Paula esperó, mientras se preguntaba qué saldría de esa entrevista. Al ver que Mrs. Rumford no hacía ningún otro comentario, decidió hablar.
—Sí, creo que sí. Al menos, eso espero. Pero, por desgracia, Mr. Barkstone ha muerto.
—Lo lamento. —La anciana volvió a mirar las llamas—. Es extraño, ¿verdad?, lo distintas que pueden ser las personas de una misma familia. Mi sobrino Sebastian era un malvado. Nunca le dediqué demasiado tiempo; sin embargo, John, mi hermano, lo idolatraba porque era su único hijo. Pero Sebastian mató a mi hermano, lo llevó a la tumba por todas sus maldades.
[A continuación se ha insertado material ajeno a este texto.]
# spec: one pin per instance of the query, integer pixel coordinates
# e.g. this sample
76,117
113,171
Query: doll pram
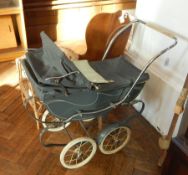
68,93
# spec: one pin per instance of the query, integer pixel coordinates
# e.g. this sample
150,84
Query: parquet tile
22,154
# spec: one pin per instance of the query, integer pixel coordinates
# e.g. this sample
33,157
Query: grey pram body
73,94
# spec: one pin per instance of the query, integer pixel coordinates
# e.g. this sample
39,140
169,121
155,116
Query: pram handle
123,29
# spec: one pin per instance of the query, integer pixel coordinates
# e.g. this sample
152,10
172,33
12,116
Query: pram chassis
113,130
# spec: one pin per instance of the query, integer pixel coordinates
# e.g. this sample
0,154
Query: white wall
168,73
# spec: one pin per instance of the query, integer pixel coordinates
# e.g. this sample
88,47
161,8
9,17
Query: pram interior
65,91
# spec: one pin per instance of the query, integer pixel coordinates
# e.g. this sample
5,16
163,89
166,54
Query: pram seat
62,97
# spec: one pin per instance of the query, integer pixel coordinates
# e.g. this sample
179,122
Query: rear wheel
115,140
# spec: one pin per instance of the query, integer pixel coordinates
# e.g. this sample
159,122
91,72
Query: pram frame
32,100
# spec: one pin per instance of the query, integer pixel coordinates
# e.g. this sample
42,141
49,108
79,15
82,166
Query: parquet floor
22,154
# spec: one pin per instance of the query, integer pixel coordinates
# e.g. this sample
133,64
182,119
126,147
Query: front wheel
78,152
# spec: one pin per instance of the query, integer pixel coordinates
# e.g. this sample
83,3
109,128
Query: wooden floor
22,154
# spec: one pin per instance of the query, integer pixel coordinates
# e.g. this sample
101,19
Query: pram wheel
114,140
78,152
53,127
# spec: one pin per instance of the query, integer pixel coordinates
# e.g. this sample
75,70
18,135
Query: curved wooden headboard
99,32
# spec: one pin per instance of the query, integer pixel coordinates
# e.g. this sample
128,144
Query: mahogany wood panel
99,31
56,18
7,33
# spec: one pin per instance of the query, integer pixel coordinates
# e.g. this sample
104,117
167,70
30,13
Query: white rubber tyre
78,152
115,140
55,119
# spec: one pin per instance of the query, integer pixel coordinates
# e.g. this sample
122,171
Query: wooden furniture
99,32
12,30
177,157
8,38
65,20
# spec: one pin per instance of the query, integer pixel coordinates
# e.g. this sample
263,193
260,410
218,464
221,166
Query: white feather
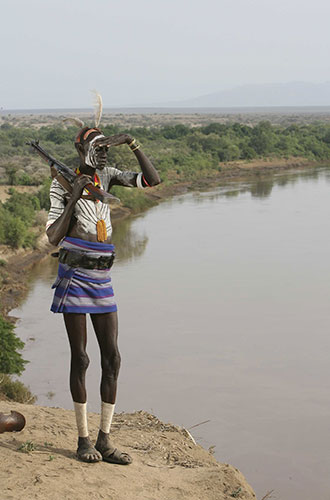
97,107
76,121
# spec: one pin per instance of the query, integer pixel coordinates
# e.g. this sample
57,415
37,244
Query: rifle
59,169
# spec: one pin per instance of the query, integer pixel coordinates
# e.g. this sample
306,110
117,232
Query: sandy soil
167,464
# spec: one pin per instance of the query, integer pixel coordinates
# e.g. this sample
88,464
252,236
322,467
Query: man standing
83,286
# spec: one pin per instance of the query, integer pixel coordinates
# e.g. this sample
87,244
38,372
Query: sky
139,53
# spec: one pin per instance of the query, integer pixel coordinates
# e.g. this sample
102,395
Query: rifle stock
69,174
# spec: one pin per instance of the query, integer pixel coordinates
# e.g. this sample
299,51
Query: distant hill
272,94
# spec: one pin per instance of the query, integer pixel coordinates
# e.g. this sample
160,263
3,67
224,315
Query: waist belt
77,259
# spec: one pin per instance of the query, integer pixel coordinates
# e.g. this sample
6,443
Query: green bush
15,390
11,360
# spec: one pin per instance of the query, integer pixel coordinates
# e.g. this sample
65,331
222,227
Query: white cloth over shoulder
87,212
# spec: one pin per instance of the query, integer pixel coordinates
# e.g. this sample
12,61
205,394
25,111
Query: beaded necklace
101,228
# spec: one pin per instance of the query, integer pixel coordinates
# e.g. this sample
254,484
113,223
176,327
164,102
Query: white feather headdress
98,106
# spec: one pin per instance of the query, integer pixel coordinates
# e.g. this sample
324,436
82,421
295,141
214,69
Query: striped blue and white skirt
79,290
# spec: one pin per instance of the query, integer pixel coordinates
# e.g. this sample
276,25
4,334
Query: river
224,316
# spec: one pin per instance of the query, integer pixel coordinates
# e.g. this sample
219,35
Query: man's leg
77,334
106,329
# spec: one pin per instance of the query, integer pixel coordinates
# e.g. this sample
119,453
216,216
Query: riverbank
17,264
167,464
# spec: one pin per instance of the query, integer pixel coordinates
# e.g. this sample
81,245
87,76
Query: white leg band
81,418
107,411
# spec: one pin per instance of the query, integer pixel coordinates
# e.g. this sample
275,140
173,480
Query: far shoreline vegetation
197,155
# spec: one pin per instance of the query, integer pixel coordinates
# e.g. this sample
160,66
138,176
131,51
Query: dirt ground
167,464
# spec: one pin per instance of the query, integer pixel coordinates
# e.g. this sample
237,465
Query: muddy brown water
224,316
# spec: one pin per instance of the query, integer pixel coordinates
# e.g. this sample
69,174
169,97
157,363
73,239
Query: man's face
95,155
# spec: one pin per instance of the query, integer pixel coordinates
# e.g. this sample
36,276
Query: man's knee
80,361
111,365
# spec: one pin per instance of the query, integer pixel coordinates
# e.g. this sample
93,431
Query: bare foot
109,452
86,452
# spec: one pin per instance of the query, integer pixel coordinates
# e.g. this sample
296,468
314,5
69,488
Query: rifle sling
68,187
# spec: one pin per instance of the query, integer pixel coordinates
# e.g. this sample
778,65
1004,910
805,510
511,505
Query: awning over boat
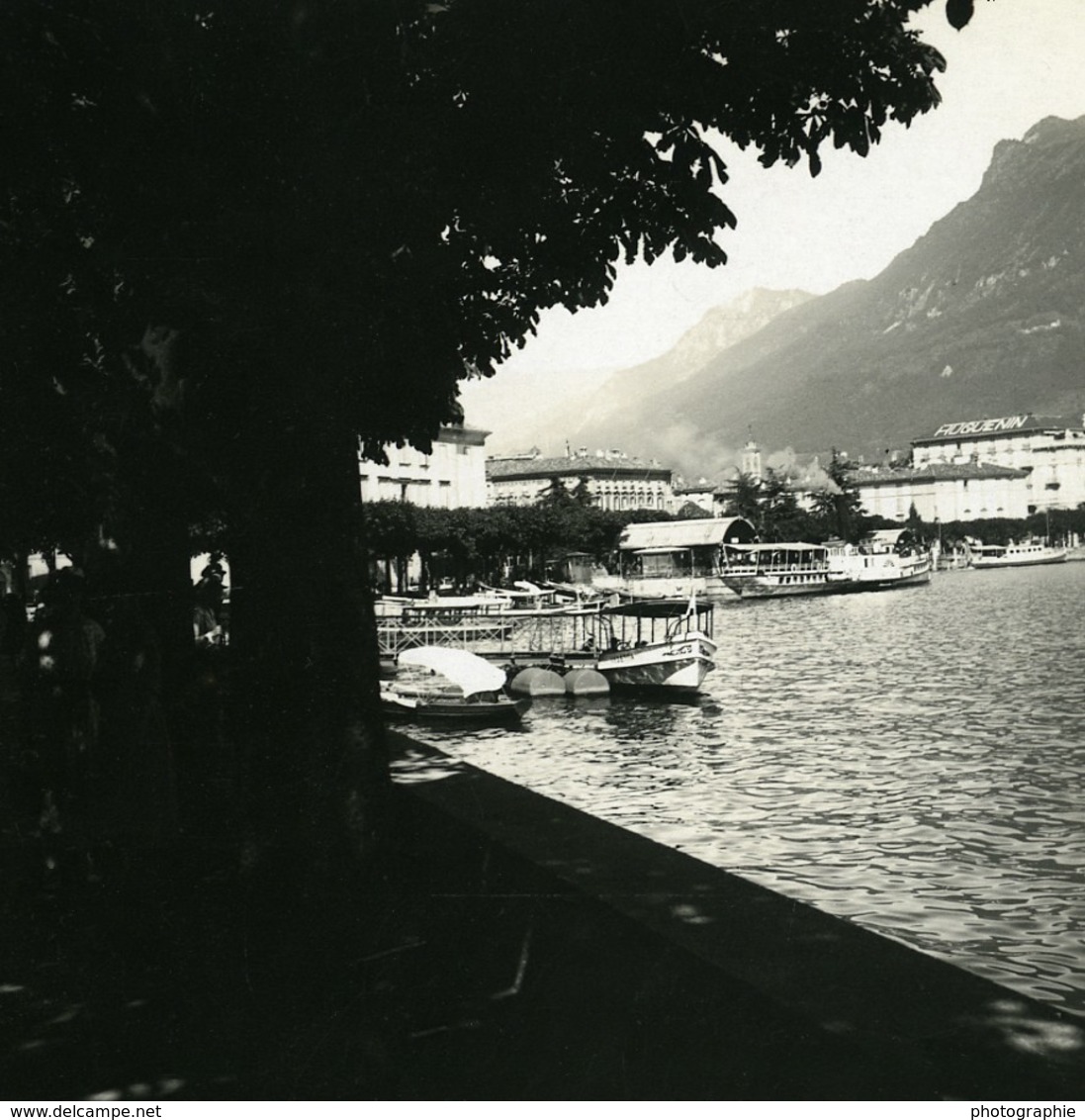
888,536
779,546
464,669
670,535
658,608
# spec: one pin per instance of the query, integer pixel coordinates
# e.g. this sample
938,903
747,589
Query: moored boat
1017,556
676,559
884,559
651,644
764,571
451,686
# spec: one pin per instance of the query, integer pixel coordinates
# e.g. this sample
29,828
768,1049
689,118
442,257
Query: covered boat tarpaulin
464,669
701,532
889,537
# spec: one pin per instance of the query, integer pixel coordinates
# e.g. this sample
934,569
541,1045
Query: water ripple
910,761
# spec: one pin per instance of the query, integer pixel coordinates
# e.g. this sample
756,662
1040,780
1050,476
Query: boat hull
678,665
437,709
776,586
1022,561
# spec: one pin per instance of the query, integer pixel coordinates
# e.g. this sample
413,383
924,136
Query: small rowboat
451,686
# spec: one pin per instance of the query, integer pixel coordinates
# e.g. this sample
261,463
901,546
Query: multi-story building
944,491
454,474
1050,449
613,480
966,471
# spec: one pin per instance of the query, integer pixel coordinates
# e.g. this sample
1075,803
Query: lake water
909,760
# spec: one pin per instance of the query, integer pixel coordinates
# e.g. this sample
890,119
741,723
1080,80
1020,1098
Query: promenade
504,948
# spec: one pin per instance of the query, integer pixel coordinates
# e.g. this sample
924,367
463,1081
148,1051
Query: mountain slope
982,316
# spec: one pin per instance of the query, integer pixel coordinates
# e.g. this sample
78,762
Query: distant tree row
770,504
490,544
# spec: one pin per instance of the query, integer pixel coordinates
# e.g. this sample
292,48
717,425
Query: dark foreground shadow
466,968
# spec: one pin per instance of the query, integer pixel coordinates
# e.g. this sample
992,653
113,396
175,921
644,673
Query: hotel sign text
979,426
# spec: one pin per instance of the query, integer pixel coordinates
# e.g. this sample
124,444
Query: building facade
944,492
966,471
613,481
1050,450
452,475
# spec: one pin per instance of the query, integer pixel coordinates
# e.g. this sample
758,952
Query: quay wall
600,965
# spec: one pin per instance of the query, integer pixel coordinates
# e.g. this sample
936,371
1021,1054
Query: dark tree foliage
839,503
474,545
237,236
Y Jonathan Ainsley era tan malvado como mi sobrino. También él clavó unos cuantos clavos en el ataúd de mi pobre John. Malas personas, Sebastian y su primo.
De repente, Iris volvió la cabeza y miró a Paula de frente.
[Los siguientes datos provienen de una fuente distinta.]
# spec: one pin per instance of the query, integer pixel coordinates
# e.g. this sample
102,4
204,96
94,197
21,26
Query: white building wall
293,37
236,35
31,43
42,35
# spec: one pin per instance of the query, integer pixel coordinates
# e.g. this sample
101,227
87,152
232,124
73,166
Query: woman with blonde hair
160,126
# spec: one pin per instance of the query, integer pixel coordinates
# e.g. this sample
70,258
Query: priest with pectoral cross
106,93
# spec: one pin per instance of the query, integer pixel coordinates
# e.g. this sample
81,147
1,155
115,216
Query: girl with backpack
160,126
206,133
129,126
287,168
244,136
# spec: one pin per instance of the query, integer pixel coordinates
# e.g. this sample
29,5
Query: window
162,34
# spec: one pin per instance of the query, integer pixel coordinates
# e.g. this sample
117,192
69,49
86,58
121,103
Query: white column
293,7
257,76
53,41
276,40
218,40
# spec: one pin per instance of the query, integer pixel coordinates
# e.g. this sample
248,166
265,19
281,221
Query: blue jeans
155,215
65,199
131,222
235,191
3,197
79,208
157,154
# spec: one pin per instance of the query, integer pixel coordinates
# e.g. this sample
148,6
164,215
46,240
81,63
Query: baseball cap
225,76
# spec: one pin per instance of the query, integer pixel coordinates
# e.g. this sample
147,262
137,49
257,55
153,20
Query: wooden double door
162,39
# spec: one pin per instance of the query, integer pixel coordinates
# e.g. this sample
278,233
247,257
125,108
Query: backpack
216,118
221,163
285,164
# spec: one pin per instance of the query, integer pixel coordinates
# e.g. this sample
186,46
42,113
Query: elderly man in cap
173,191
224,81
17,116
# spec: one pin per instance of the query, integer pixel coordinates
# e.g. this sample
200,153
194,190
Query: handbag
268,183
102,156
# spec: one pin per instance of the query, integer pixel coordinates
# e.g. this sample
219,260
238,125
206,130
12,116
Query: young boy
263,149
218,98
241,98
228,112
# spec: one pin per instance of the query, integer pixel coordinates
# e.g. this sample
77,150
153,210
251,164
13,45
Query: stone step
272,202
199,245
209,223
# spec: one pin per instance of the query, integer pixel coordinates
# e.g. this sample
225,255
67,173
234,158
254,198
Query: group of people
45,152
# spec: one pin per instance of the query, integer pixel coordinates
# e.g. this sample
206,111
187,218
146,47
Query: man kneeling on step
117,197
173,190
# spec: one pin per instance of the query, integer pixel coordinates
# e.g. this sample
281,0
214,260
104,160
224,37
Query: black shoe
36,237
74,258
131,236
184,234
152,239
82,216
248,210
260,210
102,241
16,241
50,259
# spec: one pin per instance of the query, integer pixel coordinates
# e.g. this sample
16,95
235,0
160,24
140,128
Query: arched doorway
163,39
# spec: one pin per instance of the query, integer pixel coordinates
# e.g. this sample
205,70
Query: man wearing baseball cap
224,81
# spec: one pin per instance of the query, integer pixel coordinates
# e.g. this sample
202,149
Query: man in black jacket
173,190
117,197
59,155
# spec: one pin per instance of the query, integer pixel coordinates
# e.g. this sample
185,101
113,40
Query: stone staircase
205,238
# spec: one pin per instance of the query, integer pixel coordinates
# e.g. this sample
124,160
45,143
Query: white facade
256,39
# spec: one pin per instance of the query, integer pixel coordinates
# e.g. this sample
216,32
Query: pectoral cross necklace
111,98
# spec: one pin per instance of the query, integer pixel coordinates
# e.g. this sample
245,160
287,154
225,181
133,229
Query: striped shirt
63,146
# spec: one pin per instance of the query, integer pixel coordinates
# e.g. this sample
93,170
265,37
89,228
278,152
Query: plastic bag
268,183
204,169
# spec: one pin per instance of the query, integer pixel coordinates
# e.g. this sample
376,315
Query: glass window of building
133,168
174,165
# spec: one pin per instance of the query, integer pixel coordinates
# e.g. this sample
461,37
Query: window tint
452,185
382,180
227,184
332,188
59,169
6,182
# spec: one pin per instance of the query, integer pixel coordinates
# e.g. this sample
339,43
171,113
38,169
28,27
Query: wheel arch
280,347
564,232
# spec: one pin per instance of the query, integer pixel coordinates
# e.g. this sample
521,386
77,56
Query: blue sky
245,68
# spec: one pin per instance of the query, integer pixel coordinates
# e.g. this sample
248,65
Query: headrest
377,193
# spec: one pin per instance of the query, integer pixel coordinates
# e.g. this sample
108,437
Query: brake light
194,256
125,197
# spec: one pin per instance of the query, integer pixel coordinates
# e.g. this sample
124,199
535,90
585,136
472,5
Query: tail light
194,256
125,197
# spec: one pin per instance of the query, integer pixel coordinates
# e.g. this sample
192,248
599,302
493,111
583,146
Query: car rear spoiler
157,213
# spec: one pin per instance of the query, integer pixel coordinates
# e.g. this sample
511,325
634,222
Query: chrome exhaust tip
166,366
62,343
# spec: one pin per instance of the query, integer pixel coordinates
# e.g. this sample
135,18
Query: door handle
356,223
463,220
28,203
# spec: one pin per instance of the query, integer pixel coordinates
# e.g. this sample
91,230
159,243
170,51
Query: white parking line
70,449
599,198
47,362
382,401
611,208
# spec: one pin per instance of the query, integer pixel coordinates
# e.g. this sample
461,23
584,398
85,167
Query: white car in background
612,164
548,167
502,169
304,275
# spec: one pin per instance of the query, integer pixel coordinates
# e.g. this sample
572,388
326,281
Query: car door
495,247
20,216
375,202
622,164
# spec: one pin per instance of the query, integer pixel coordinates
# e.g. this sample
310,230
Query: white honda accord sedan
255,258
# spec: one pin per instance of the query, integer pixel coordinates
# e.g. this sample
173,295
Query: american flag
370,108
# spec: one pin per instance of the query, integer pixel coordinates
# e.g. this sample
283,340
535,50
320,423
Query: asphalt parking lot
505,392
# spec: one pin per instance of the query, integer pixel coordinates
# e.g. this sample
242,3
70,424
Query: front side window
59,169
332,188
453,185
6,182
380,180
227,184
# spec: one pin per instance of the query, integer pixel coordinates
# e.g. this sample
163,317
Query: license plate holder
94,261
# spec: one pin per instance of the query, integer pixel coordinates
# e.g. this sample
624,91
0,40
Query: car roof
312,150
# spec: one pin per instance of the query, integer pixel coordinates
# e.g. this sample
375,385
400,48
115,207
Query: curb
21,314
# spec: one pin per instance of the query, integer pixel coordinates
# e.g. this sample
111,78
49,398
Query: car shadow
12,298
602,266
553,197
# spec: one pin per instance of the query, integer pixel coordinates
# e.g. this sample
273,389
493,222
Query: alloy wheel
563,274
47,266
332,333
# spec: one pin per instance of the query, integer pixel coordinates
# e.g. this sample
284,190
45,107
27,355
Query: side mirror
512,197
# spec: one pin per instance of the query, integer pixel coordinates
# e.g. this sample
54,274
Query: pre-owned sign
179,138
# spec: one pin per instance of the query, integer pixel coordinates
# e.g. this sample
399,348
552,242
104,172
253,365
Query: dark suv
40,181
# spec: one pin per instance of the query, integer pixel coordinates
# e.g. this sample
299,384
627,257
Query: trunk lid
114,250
—Quería conocerla, Mrs. O'Neill, para juzgar por mí misma la clase de persona que es. Por eso le he pedido esta mañana que viniera. Usted es una mujer sincera, lo sé por sus ojos. De todos modos, nunca he oído hablar mal de usted. Casi todo el mundo dice que se parece a Emma Harte. Y ella era una buena mujer. Me alegra que usted se le parezca.
Paula continuó callada, contenido el aliento.
—Así que, si esto le sirve de ayuda, le venderé mis acciones de «Harte's».
Durante un momento, Paula pensó que estallaría en llanto.
—Gracias, Mrs. Rumford. Le aseguro que me sirve de muchísima ayuda. Le quedaré muy agradecida si me las vende a mí, y no a mi primo.
—Jamás tuve la menor intención de vendérselas a él. Sólo quería..., bueno, quería verle de nuevo para estar segura de que no me había equivocado al juzgarle y afirmarme en el concepto que tengo de él. Además me produjo bastante satisfacción mostrarle la zanahoria, y quitársela después. —Meneó la cabeza. En sus viejos ojos había mucha sabiduría—. Cuando ustedes dos me telefonearon para ver si les vendía las acciones, me di cuenta de que él buscaba crearle problemas a usted. Bueno, no importa, algún día recibirá el castigo que merece.
—Desde luego. —Paula se inclinó hacia la anciana—. Esta mañana le dije que le compraría las acciones al precio que Jonathan Ainsley le hubiera ofrecido. Mantengo mi palabra, por supuesto.
—¡Dios mío, eso carece de importancia! No soñaría con cobrarle tamaño precio, Mrs. O'Neill. Se las vendo al precio que coticen en Bolsa en la actualidad.